Last month, we surveyed 816 respondents globally, representing 20 industry sectors. The results, indicating a rebound in confidence in the public markets, are also reflected in another just-released survey, covering New Zealand's private equity and venture capital sector. After a grim 2012, when total private activity (investments and divestments) was just $188 million, the latest NZ Private Equity and Venture Capital Monitor reveals total activity at $1.1 billion in 2013 - almost back at the 2011 level of $1.4 billion.
Total investment value in the private market was $456.2 million spread across 82 deals, compared with $111.4 million from 62 deals in 2012. Of those planning deals in the public markets, 74 per cent of respondents have at least two deals in the pipeline.
Powering this is, in part, better access to credit. More companies now plan to use debt to help fund acquisitions - 57 per cent of respondents, compared with 27 per cent a year ago. So, despite record cash balances, executives are seeking to maximise returns from debt financing, spurring the shift from cash to debt.
Respondents say their main objective is to gain share in existing markets (83 per cent compared with 57 per cent six months ago). Last October, 75 per cent said a share in new markets (products or geography) was the major factor behind their deal-making intentions. This is now only 17 per cent.

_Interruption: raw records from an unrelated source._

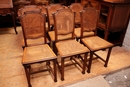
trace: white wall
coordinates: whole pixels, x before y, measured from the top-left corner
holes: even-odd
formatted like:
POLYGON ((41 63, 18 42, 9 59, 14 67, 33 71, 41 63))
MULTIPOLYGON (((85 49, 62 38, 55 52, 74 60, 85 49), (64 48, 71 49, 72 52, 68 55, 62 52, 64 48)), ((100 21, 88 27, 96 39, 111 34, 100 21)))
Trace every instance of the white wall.
POLYGON ((125 38, 124 38, 124 41, 123 41, 123 46, 126 49, 130 50, 130 21, 129 21, 127 31, 126 31, 126 34, 125 34, 125 38))

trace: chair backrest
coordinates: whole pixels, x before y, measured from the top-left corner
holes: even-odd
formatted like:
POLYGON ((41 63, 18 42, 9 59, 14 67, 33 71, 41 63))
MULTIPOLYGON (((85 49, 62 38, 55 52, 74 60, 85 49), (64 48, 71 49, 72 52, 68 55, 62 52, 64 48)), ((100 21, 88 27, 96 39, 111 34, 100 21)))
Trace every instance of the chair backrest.
POLYGON ((47 18, 48 18, 48 24, 49 26, 51 24, 54 24, 54 20, 53 20, 53 17, 52 17, 52 14, 54 12, 56 12, 57 10, 59 9, 63 9, 64 6, 62 6, 61 4, 50 4, 49 6, 47 6, 47 18))
POLYGON ((75 13, 70 9, 61 9, 53 14, 53 18, 55 27, 55 41, 58 41, 58 35, 72 34, 70 39, 73 39, 75 13))
POLYGON ((28 46, 27 39, 38 39, 43 37, 46 41, 46 16, 40 12, 25 12, 20 18, 25 46, 28 46))
POLYGON ((87 7, 80 12, 81 15, 81 37, 84 31, 94 31, 96 34, 99 19, 99 10, 94 7, 87 7))
POLYGON ((27 11, 38 11, 41 12, 41 8, 36 5, 27 5, 18 10, 18 16, 22 16, 27 11))
POLYGON ((80 24, 80 11, 83 10, 83 5, 81 3, 72 3, 69 8, 76 13, 75 15, 75 23, 80 24))

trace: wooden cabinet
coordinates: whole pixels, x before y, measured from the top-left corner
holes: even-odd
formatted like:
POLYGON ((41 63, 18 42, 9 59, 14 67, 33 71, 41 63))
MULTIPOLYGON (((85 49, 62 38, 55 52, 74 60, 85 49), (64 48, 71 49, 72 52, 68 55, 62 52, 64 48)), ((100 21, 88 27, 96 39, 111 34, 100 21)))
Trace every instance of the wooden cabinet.
POLYGON ((98 29, 103 38, 122 45, 130 18, 130 0, 97 0, 100 4, 98 29))

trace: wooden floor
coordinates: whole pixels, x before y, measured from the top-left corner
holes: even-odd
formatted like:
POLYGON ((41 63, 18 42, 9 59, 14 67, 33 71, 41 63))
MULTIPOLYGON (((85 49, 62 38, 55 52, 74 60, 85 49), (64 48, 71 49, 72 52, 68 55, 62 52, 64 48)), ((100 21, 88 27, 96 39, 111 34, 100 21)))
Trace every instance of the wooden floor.
MULTIPOLYGON (((0 29, 0 87, 27 87, 24 68, 21 64, 23 49, 21 47, 22 30, 17 27, 18 35, 13 28, 0 29)), ((98 54, 105 57, 106 51, 98 54)), ((108 74, 113 71, 130 66, 130 51, 124 47, 116 46, 112 50, 108 67, 100 60, 94 60, 91 73, 82 74, 76 66, 65 68, 65 80, 60 80, 58 71, 58 82, 54 82, 49 72, 42 72, 31 76, 32 87, 59 87, 80 80, 108 74)), ((34 69, 41 64, 34 66, 34 69)))

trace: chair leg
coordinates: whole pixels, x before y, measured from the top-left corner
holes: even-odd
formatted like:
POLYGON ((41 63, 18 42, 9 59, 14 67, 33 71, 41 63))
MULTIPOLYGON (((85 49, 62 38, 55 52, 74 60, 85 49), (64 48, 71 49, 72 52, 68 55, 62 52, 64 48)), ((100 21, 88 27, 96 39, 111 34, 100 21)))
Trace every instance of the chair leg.
POLYGON ((61 80, 64 80, 64 58, 61 59, 61 80))
POLYGON ((23 65, 26 73, 26 78, 28 82, 28 87, 32 87, 31 82, 30 82, 30 66, 29 65, 23 65))
POLYGON ((54 82, 57 82, 57 69, 56 69, 56 63, 57 60, 53 60, 53 66, 54 66, 54 82))
POLYGON ((84 55, 83 71, 82 71, 83 74, 85 74, 85 70, 86 70, 86 62, 87 62, 87 53, 85 53, 85 55, 84 55))
POLYGON ((112 50, 112 47, 109 48, 108 50, 108 53, 107 53, 107 58, 106 58, 106 61, 105 61, 105 67, 107 67, 107 64, 108 64, 108 61, 109 61, 109 58, 110 58, 110 54, 111 54, 111 50, 112 50))
POLYGON ((90 58, 89 58, 89 64, 88 64, 88 70, 87 70, 88 73, 90 73, 90 70, 91 70, 93 53, 94 53, 93 51, 90 52, 90 58))

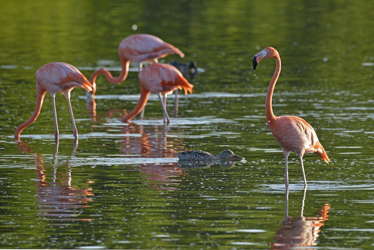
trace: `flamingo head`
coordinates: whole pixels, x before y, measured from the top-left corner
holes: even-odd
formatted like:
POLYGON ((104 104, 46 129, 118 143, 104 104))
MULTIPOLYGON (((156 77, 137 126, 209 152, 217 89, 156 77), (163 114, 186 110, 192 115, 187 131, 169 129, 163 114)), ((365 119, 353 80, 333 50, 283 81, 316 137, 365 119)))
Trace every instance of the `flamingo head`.
POLYGON ((256 70, 256 67, 261 59, 263 58, 275 58, 277 55, 279 56, 279 54, 275 49, 271 47, 267 47, 253 57, 253 70, 256 70))

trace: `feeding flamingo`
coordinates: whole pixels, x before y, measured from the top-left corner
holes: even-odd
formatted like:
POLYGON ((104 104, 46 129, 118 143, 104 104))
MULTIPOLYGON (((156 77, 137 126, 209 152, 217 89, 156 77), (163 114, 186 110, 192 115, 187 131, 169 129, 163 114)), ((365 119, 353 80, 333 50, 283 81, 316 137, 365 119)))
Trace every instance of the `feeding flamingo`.
POLYGON ((96 91, 95 82, 96 77, 100 74, 104 74, 109 82, 118 84, 127 77, 129 65, 132 61, 137 63, 139 71, 141 71, 143 62, 157 63, 157 59, 170 54, 177 54, 181 57, 184 57, 184 54, 182 51, 171 44, 156 36, 145 34, 132 35, 125 37, 120 43, 118 52, 122 67, 120 74, 114 77, 110 72, 103 68, 94 72, 90 79, 90 82, 94 85, 94 89, 90 93, 87 93, 88 100, 91 98, 95 94, 96 91))
POLYGON ((135 108, 123 116, 122 121, 128 122, 139 114, 147 104, 149 94, 156 93, 159 96, 163 110, 164 121, 170 123, 166 110, 166 96, 177 89, 184 89, 184 93, 192 93, 193 85, 183 77, 174 66, 163 63, 151 64, 144 68, 139 73, 140 82, 140 98, 135 108), (161 95, 163 97, 163 100, 161 95))
POLYGON ((304 153, 314 152, 327 163, 330 162, 324 147, 319 143, 313 127, 300 117, 293 116, 276 116, 273 113, 272 99, 274 87, 280 73, 280 58, 275 49, 268 47, 253 57, 253 70, 263 58, 274 58, 276 63, 275 71, 270 81, 265 103, 266 121, 275 139, 279 143, 283 153, 285 164, 286 186, 288 186, 288 158, 291 152, 295 152, 300 158, 304 185, 306 186, 306 179, 303 163, 304 153))
POLYGON ((68 101, 69 110, 73 122, 73 134, 76 138, 78 131, 74 121, 71 104, 70 103, 70 91, 73 88, 80 87, 86 91, 92 90, 93 86, 83 74, 75 67, 65 62, 52 62, 44 65, 38 70, 35 74, 36 77, 36 103, 34 113, 28 120, 18 126, 14 133, 14 137, 19 140, 19 135, 25 128, 35 121, 40 112, 43 100, 47 91, 52 97, 53 113, 54 115, 56 132, 55 137, 58 140, 58 126, 56 113, 55 97, 56 93, 61 92, 64 94, 68 101))

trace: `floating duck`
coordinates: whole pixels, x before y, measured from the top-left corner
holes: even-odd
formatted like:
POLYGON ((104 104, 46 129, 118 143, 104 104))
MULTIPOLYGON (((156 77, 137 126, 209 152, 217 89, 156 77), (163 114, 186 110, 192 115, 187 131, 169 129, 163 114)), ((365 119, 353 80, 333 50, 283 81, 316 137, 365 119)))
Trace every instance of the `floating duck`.
POLYGON ((197 73, 197 67, 196 62, 194 62, 184 63, 174 60, 171 62, 168 62, 168 64, 172 65, 178 68, 183 76, 186 78, 193 78, 197 73))
POLYGON ((199 150, 186 150, 180 153, 175 152, 180 160, 184 161, 209 161, 215 160, 233 159, 237 160, 244 159, 244 158, 236 155, 231 150, 224 150, 219 155, 199 150))

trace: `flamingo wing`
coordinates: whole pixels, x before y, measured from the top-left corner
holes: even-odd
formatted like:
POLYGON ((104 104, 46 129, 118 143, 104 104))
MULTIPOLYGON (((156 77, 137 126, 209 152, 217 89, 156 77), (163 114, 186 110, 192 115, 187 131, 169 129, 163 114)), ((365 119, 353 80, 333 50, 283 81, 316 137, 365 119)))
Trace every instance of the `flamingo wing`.
POLYGON ((92 84, 73 66, 65 62, 52 62, 44 65, 35 74, 37 80, 46 89, 52 92, 63 91, 80 87, 92 91, 92 84))
POLYGON ((177 54, 184 54, 178 48, 159 37, 147 34, 133 35, 125 38, 119 45, 120 54, 128 59, 137 62, 150 61, 177 54))
POLYGON ((313 128, 304 119, 292 116, 278 118, 276 126, 272 132, 280 146, 288 152, 294 152, 299 155, 316 151, 319 144, 313 128))
POLYGON ((166 93, 177 88, 192 93, 193 85, 173 66, 163 63, 149 65, 139 73, 141 83, 153 93, 166 93))

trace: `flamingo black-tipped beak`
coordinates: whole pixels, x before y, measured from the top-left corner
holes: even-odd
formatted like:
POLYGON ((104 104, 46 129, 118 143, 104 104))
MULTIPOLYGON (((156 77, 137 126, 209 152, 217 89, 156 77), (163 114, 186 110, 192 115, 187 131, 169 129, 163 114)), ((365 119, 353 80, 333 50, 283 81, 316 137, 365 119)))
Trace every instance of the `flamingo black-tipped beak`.
POLYGON ((256 59, 257 57, 256 56, 253 57, 253 71, 254 71, 256 70, 256 67, 258 64, 258 63, 257 62, 257 59, 256 59))

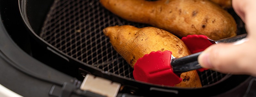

Overall, the latest survey shows a shift in the agenda, from the cost-cutting and capital preservation focus of a year ago to a strategy of raising and optimising capital. In April 2013, only 9 per cent of respondents s were primarily focused on capital raising; the figure is now 28 per cent. Only 14 per cent are focused mainly on preserving capital compared with 32 per cent a year ago.
Another big change is hiring intentions. In New Zealand and globally, the survey reveals a big drop in job creation expectations.
In New Zealand, only 36 per cent of respondents expected to create jobs or hire talent in the next 12 months, compared with 54 per cent six months ago and 68 per cent in April last year. Some 57 per cent of respondents said they would maintain their current workforce size (compared with 38 per cent last October). Only 7 per cent were planning to cut staff numbers, compared with 32 per cent in April 2013.
These figures are consistent with EY's global results. As in other countries, New Zealand's hiring intentions are likely to be affected by the global trends such as "future of work" issues (eg, the skills gap and competition for talent) and digital transformation (eg, big data, the cloud, mobile).
"Global rebalancing" and future of work issues were cited by Kiwi respondents as the trends most likely to impact on their business and acquisition strategy in the next 12 months.